Reed leads Windham by 16 points with three rounds remaining.

Ultimately, though, you’ve got to believe you’re going to be better next weekend, right?
Seven days makes a big difference, you know? I have an open mind to it. I know I have a lot of great doctors around me, and I’m going to get on it this week and definitely try and make a turnaround and try and salvage the next three races and still be the champ. That’s the goal. We won’t let anything get in the way of that. In previous times [being injured], the second weekend is the toughest weekend – you get a lot of the swelling down, and then the injury has a lot of movement. We’ll try to manage that as best we can this week and fight hard at St. Louis.

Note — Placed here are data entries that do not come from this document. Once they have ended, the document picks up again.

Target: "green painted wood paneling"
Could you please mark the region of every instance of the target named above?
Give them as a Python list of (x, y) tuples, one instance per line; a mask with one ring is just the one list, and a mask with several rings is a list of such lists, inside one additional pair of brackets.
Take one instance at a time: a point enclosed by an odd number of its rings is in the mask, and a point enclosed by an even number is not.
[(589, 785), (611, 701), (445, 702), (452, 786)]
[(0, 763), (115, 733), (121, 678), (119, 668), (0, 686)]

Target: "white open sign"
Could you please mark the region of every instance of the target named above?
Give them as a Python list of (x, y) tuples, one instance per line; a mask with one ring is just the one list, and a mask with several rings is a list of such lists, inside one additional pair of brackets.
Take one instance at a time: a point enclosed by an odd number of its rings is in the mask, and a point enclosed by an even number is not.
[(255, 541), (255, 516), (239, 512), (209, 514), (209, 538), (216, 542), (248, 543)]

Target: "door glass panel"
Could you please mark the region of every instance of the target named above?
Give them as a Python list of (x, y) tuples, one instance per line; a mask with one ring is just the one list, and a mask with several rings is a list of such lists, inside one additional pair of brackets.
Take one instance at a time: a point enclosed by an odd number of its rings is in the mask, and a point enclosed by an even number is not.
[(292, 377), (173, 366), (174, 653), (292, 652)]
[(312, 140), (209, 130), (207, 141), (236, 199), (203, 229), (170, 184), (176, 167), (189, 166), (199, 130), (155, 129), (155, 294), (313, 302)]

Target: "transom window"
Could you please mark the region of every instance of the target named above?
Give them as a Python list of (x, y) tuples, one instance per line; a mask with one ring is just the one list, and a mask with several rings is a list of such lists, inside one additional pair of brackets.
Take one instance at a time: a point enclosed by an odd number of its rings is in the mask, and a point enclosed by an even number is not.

       I would love to get another win, to be honest with you. I really want to get on top of this. It’s just unfortunate, because I really felt like I was on a roll, and I was fastest in practice, and we were only two or three laps in. I was feeling good, it was just a bummer that it wasn’t even my fault. I just tripled up onto this table-top, and when I went to go off [of the table-top], the bike bogged, and I had no option.

That’s what did your shoulder last time, too, wasn’t it?
Yeah, right before Anaheim I last year, we had an engine break, and it was the same thing. I was lucky enough not to get knocked out this time, because getting knocked out is not good, and that’s one thing that the AMA definitely would’ve shut me down on. I saved it pretty good. I could see myself getting driven into the ground, and I just tucked my head and tried to keep it from being as bad as it could’ve been.